Ou pense, mais recentemente, na resposta do governo federal à COVID. As propostas para uma renda básica universal, proteção aos locatários e perdão generoso de empréstimos estudantis foram deixadas de lado. Por que? Medidas de alívio da pandemia destinadas a corrigir crises temporárias; elas não foram projetados para construir uma nova social-democracia. As características do Estado administrativo que sobreviveram à Segunda Guerra Mundial foram aquelas destinadas a durar mais que a sua história. A Administração da Segurança Social, o Conselho Nacional de Relações Laborais, o Fair Labor Standards Act (que criou um salário mínimo e aboliu o trabalho infantil) transcenderam a urgência das suas origens.
As crises também têm uma forma de matar as reformas, e não apenas de estimulá-las. Lyndon B. Johnson lançou sua Grande Sociedade em 1964, numa época de baixo desemprego, altos salários e riqueza esperada. Johnson não precisava de uma guerra ou de uma depressão para justificar o Medicare, a Lei dos Direitos Civis ou o Head Start. Mas a americanização da Guerra do Vietnã derrubou os seus planos mais ambiciosos para a igualdade racial e econômica, levou à morte de milhões de pessoas e custou-lhe o seu legado histórico.
Os liberais deveriam tirar lições desta história. O espectro de Trump manteve-o fora do cargo em 2020. Mas Trump não é o suficiente. Os Liberais - Democratas - precisam de ir além da fixação na vitória a curto prazo para imaginar reformas democráticas que possam construir um liberalismo (e uma coligação liberal) que possa sobreviver à política de Trump. A agenda Build Back Better de Joe Biden, em grande parte uma bonança de subsídios corporativos - a Lei de Redução da Inflação (IRA), a Lei CHIPS - ainda não atingiu o momento. Se os liberais quiserem salvar a democracia, devem exigir uma vitória que nos peça para não esquecermos como ganhamos a guerra.

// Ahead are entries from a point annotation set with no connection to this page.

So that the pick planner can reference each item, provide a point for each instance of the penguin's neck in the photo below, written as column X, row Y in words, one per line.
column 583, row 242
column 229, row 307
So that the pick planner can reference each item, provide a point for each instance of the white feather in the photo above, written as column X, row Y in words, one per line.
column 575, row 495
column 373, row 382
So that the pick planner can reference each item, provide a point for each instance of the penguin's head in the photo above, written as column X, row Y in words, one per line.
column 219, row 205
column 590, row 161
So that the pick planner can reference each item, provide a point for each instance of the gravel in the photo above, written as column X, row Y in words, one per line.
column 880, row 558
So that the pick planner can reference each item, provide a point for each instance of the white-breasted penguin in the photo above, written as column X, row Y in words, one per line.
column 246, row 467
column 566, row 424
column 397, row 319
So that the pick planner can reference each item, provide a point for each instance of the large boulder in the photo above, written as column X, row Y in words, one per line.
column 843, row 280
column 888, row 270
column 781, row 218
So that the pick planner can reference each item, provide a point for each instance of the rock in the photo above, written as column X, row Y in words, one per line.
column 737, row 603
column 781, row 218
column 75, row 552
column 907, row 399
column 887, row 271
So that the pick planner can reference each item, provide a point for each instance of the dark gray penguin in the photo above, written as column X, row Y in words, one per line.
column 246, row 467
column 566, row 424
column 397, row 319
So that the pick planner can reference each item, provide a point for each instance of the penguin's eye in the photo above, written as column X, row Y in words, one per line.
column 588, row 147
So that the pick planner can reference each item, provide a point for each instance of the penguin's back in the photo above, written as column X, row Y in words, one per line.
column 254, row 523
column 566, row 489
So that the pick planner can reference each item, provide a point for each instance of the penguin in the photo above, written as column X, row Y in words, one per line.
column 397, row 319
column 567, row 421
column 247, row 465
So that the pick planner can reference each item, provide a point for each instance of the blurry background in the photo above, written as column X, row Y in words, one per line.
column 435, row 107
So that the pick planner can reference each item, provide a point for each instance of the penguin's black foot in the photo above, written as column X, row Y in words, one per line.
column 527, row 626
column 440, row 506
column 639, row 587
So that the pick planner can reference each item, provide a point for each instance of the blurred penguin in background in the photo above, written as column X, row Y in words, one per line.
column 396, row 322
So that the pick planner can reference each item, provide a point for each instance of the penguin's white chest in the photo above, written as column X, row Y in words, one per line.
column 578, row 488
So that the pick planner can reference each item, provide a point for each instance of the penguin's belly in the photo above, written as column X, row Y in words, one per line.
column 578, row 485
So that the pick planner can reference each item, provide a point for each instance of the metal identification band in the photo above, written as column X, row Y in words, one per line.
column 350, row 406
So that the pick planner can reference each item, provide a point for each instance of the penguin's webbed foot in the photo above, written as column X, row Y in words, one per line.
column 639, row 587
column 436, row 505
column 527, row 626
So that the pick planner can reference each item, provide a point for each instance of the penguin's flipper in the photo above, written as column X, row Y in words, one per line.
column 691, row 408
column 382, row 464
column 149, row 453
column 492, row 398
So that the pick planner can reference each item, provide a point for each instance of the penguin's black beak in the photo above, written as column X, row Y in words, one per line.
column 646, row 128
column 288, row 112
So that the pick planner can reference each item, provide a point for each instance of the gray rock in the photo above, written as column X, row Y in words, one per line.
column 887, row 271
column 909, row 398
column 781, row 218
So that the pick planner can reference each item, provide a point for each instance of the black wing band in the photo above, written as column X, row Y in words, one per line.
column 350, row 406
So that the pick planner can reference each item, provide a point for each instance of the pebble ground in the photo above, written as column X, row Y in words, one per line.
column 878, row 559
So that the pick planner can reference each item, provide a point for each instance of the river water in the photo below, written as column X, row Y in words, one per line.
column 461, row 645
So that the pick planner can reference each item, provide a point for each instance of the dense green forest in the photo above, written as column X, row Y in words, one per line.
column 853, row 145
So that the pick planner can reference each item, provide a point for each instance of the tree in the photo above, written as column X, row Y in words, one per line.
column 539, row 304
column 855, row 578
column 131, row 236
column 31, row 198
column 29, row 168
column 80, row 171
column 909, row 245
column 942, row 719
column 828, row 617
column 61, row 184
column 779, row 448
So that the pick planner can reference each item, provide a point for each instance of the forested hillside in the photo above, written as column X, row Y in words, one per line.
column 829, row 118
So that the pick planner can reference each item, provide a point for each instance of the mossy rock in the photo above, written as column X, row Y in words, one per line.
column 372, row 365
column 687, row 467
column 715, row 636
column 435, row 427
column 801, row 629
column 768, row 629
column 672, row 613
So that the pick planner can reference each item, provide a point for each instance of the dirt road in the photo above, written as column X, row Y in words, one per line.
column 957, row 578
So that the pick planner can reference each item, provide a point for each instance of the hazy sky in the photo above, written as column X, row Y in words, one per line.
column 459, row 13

Isto levanta a questão de saber se tal liberalismo existe ou pode florescer. É difícil encontrar o tipo de liberalismo que possa revitalizar a social-democracia nos Estados Unidos, que possa dissuadir futuros Donalds Trumps e não apenas impedir os atuais. Moyn tem razão ao dizer que estamos presos ao pós-vida do liberalismo da Guerra Fria - os liberais continuam empenhados em políticas de emergência, em encontrar a renovação interna através da luta contra um inimigo estrangeiro. Mas os principais intelectuais liberais como Richardson e Ben-Ghiat parecem contentes com esta versão do liberalismo: um liberalismo com visões truncadas do que a democracia pode ser, ou de como a democracia pode ser realizada fora do contexto da luta geopolítica com rivais não liberais (ou seja, contra a China ou a Rússia).
Colaborador
Michael Brenes leciona história na Universidade de Yale. Seu novo livro é For Might and Right: Cold War Defense Spending and the Remaking of American Democracy.